We asked Joe about his time at Falmouth, and how it prepared him for life beyond university. 

What are the main skills/experience from your degree that you use on a daily basis? 

The course sets you in good stead for team-based working environments that are essential for collaborative studio working. There are many theories and practical skills that the team and I still use on a basis such as agile practices and team-based principles/workflows. 

Does it help that the team all had similar experiences studying at Falmouth University together? 

The team all had different specialisms within gaming, like art, programming, sound, etc. which although come under the gaming umbrella are actually quite diverse. Bringing all these skills together in team projects is a key part of the games courses, and it really prepares you well for work in the development studio. It was shared experiences on a group project that took us right though to starting Studio 316.  

What was the most unexpected thing about studying Game Development at Falmouth? 

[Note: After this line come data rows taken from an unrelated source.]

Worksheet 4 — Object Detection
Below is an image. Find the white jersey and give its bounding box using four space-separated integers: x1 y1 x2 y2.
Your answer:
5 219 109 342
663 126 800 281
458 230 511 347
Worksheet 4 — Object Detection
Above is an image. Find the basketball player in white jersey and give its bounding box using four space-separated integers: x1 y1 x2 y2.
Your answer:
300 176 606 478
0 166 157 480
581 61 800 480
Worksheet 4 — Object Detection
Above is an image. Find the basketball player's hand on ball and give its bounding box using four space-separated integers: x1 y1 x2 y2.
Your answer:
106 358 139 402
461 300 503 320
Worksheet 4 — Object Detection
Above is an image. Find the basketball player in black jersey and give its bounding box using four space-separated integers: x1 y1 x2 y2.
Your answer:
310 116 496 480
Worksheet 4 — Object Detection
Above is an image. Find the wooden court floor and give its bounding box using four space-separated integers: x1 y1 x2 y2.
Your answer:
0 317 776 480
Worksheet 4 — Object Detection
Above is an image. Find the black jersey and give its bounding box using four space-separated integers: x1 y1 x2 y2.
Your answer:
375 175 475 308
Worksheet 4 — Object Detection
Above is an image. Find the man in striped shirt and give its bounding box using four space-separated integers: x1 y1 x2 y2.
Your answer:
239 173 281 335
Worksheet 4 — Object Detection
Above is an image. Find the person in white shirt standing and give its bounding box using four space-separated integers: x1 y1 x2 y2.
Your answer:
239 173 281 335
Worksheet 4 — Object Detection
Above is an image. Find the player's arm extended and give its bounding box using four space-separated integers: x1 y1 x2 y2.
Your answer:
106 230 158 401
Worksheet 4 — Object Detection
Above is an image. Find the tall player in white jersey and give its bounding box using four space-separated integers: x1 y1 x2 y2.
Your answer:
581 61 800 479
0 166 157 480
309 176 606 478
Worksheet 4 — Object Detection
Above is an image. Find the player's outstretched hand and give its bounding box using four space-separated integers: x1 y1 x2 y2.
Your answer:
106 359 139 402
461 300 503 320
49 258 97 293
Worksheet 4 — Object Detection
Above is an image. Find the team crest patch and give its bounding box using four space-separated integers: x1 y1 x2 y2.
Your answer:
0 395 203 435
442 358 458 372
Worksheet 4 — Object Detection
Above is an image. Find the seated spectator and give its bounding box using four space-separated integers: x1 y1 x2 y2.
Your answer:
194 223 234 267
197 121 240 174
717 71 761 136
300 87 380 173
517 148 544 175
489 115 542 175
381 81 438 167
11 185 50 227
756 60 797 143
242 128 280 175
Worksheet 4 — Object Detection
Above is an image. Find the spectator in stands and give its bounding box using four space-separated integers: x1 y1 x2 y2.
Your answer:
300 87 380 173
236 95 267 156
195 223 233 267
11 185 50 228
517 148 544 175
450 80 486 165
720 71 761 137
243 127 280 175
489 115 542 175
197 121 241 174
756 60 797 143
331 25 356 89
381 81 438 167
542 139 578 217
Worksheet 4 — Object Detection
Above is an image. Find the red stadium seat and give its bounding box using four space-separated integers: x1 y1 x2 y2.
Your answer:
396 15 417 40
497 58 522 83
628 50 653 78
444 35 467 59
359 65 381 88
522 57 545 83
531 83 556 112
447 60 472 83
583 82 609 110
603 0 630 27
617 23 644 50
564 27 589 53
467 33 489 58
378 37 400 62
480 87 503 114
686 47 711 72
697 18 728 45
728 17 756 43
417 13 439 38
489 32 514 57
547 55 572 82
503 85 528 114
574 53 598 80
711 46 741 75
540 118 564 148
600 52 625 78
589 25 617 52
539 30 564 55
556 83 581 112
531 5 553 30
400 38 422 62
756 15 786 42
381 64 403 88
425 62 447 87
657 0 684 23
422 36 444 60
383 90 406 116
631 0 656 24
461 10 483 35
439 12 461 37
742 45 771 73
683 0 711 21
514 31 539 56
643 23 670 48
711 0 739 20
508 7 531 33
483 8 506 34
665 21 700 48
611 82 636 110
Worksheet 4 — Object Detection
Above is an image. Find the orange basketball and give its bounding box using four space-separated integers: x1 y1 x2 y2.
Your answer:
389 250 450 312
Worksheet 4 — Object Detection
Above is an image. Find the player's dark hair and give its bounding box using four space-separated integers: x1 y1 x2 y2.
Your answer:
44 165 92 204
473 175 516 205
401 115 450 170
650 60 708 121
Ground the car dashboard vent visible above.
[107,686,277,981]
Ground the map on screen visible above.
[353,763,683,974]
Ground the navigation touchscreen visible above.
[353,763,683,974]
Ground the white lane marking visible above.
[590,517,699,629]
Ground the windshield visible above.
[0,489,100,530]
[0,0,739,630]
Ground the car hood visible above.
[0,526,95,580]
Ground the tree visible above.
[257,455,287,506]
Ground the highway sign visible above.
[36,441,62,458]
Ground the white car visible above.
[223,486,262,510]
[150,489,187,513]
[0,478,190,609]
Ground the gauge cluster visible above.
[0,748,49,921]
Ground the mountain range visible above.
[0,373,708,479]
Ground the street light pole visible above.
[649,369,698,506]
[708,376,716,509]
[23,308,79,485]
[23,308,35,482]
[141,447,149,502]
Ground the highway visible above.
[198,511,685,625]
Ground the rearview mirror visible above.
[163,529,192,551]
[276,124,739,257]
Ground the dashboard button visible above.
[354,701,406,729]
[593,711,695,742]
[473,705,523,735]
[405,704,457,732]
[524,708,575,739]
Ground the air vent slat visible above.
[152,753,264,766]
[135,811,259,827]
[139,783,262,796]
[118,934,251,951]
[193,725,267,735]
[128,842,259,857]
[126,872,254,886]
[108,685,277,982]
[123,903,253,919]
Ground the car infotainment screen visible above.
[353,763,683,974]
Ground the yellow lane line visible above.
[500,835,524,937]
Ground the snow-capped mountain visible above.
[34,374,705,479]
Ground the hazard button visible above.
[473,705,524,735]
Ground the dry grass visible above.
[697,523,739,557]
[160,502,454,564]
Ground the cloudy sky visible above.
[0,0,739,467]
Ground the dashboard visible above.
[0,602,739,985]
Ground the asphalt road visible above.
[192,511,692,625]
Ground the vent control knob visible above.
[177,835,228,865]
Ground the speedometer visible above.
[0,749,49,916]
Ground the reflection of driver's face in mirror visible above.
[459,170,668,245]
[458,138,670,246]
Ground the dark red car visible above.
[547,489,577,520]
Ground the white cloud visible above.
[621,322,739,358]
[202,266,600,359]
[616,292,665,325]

I’d never studied game development previously, so I went in blind with little in the way of expectations. What was great was the Games Academy building itself which has over 400 high-end computers and a whole host of other technologies at your disposal. With a space full of creative people that big, there are loads of interesting conversations and ideas all around which of course has its benefits.  

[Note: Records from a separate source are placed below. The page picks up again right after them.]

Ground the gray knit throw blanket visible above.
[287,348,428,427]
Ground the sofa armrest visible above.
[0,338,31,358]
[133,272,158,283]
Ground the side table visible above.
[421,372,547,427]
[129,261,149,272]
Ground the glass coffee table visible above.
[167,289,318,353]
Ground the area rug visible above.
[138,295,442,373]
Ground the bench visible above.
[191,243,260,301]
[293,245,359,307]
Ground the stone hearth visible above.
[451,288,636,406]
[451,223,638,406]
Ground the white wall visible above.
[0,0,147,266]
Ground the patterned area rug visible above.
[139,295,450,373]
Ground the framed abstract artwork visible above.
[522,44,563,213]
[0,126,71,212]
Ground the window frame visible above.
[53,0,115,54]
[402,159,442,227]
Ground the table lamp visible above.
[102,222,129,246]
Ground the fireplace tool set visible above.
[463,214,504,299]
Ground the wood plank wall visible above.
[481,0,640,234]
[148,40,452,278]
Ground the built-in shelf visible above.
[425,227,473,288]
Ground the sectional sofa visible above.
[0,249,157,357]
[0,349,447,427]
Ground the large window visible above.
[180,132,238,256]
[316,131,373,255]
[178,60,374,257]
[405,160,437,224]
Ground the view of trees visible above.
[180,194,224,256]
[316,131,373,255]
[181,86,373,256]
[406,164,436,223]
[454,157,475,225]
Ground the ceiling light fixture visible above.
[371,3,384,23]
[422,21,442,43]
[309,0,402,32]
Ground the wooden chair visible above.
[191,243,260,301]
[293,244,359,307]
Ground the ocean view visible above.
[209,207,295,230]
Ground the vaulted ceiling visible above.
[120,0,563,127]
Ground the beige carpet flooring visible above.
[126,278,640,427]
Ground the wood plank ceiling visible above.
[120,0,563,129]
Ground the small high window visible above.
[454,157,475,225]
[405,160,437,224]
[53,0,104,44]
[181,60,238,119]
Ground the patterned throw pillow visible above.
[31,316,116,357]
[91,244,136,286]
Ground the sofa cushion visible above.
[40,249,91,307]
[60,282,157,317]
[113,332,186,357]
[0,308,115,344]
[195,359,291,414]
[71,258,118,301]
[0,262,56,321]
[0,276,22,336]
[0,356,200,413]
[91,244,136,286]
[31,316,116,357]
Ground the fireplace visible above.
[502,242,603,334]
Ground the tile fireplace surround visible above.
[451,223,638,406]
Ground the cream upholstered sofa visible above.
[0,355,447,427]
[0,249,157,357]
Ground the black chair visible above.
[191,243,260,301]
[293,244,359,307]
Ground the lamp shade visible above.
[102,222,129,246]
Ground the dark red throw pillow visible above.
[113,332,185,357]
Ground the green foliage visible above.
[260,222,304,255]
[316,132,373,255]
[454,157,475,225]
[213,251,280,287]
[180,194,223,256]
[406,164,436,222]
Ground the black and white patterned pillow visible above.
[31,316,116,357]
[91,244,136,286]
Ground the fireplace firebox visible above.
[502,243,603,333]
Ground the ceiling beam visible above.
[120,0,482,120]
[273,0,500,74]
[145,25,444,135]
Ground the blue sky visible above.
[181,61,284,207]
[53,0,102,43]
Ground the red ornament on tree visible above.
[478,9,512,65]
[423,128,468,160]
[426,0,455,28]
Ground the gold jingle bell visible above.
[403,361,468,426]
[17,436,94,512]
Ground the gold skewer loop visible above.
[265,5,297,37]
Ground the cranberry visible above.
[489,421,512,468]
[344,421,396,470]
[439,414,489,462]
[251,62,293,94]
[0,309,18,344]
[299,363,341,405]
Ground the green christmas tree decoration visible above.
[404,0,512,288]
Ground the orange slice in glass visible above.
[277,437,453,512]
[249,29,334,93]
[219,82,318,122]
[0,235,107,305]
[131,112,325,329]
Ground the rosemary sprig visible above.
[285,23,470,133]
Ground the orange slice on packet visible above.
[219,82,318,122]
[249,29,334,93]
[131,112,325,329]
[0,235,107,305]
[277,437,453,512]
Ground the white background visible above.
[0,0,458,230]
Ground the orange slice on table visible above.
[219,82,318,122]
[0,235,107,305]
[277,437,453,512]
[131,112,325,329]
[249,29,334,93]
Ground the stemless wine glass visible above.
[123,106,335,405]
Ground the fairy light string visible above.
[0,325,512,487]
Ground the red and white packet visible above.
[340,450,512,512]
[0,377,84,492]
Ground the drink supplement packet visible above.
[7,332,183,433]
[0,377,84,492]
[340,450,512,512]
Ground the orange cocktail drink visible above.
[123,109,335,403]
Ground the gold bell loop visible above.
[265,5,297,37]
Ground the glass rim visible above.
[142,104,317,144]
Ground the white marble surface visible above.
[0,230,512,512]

The university also hosts the Global Game Jam, which creates a real buzz of creativity and collaboration for 48 hours every year. 

Also as an aside, we’ve taken on a number of part time and freelance staff since our inception and you can really notice the difference in developers from Falmouth. Courses at the other universities, in our experience as a business, often don’t bake in the team working environment to all years of study and it really shows. 

Who would you recommend game dev at Falmouth to? 

I’d recommend the course at Falmouth to anyone looking to experience the best representation of working in the games industry as possible and gain industry standard knowledge, as it really sets you up for a job beyond graduation. As mentioned, the course is geared towards team-based projects in all years but you can also work individually on projects if you prefer. 

Another key feature of studying at Falmouth is the influence and resources of performing arts, arts and music courses that the university specialises in. 

What does the future look like for you and Studio 316? 

We’re working on our own game using grant funding from the UK Games Fund. We’re looking to find a publishing agreement and release the game in the next year or two. 

Can you tell us more about the upcoming project? 

It’s a co-op multiplayer, post-apocalyptic delivery simulation game where the user takes the role of an apocalypse survivor who finds a business opportunity in becoming a postie, in the apocalypse. Gather up to four friends, build your rig, scavenge for supplies, and create your post apocalypse delivery team to navigate the wastelands.